Parmak uçları hâlâ tenime temas ederken kurduğu cümle aslında ondan duymayı beklediğim şeydi. Elbette merak ettiği neden buydu. Neyin nedeni diye sorarak hata yapan bendim.

"Onların sahte samimi davranışlarına maruz kalacağıma ölürüm daha iyi. Sahteliğe tahammülüm yok benim."

"Senin bu yaptığının ne farkı var ki?"

İşte bu sorusu beklenmedikti benim için, donup kaldığımı hissettim.
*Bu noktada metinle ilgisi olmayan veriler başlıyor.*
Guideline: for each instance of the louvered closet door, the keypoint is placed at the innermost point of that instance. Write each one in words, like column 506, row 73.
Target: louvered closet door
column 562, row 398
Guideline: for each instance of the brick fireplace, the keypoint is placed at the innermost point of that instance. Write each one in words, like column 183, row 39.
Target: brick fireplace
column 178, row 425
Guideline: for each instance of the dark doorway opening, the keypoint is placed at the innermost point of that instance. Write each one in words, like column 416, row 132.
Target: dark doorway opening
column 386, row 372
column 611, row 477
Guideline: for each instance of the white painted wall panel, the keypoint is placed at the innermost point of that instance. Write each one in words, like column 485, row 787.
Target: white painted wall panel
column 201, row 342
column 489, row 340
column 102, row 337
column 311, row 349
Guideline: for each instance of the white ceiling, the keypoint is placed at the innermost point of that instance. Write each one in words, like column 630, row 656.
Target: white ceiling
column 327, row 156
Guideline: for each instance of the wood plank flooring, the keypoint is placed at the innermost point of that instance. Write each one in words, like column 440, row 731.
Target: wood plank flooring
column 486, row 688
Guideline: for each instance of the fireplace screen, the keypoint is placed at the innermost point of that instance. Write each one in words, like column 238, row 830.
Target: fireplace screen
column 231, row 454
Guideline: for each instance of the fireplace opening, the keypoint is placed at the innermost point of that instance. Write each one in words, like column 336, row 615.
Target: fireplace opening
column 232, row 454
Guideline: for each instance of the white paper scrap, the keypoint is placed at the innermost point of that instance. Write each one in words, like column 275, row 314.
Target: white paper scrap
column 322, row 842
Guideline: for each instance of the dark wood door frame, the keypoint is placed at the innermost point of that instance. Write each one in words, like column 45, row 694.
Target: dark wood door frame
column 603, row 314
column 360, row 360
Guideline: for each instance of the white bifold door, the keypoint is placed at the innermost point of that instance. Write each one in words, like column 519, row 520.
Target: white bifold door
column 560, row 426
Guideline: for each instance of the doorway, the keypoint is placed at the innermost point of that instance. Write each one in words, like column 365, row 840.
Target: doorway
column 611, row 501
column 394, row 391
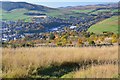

Yaptığım sahtelik miydi?

Bana göre değildi... Benim yaptığım sadece kendime ördüğüm duvar ile insanların bana ulaşmasını engellemekti. Birisi beni soyadım ya da para için sevmesin, beni ben olduğum için sevsin, saygı duysun diye çabaladığım için oluşturduğum bir duvardı. Savunma mekanizmamın merkezine bu düşünceyi oturtup kelimeleri dilime taşıdım.

"Yanılıyorsun Savaş! Benim yaptığım sadece kendimi korumak... Yasemin kim olduğumu bilse ne olacak? Tüm samimiyetsizliği ile kendini yanıma yamamaya çalışacak. Sanılanın aksine benim soyadım beni özgür bir birey kılmıyor. Bir bataklık gibi, kurtulmaya çalıştıkça daha da dibe gömülüyorum."

Sadece baktı yüzüme, beni çözmek, ifadelerimi okumak ister gibi... Yapamayacağını bile bile tedirginliğinin dikenlerini tenime geçirmesine engel olamadım. Bu his gözlerimi kaçırmama neden oldu. Gece her ne halt yiyorsa hızlı olmalıydı. Bu evin içinde daha fazla kalmak istemiyordum. Boğuluyormuşum hissi eve adımımı attığım ilk andan beri damarlarımda sinsice gezinse de Savaş geldiğinden beri boğazımı hedef almış, sımsıkı sarmış durumdaydı.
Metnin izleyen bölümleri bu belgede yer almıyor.